Und weil die streitbare Aktivistin den Spieß gerne umdreht, verlangt sie nun Schadenersatz von der Bundespolizei für ihre durch das Oberverwaltungsgericht als rechtswidrig festgestellte Ingewahrsamnahme nach der Aktion damals. Auf ihre Klage hin, hat die Bundespolizei der Aktivistin 20 Euro Schmerzensgeld angeboten. « Schön, dass die Polizei erkennt, dass mir ein Anspruch auf Schmerzensgeld zusteht.
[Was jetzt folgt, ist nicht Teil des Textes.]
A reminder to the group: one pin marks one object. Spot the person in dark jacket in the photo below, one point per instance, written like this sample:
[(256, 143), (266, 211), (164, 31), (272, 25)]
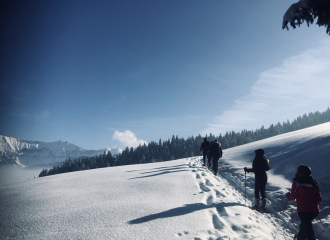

Über die Höhe werden wir aber noch streiten müssen. » Schrieb Cécile zurück « Mir geht es bei dem Vorgehen primär nicht um das Geld, sondern darum öffentlich zu machen, welche « Hochachtung » die Polizei für die Freiheit von Menschen hat. » Erklärt sie mit etwas Ironie.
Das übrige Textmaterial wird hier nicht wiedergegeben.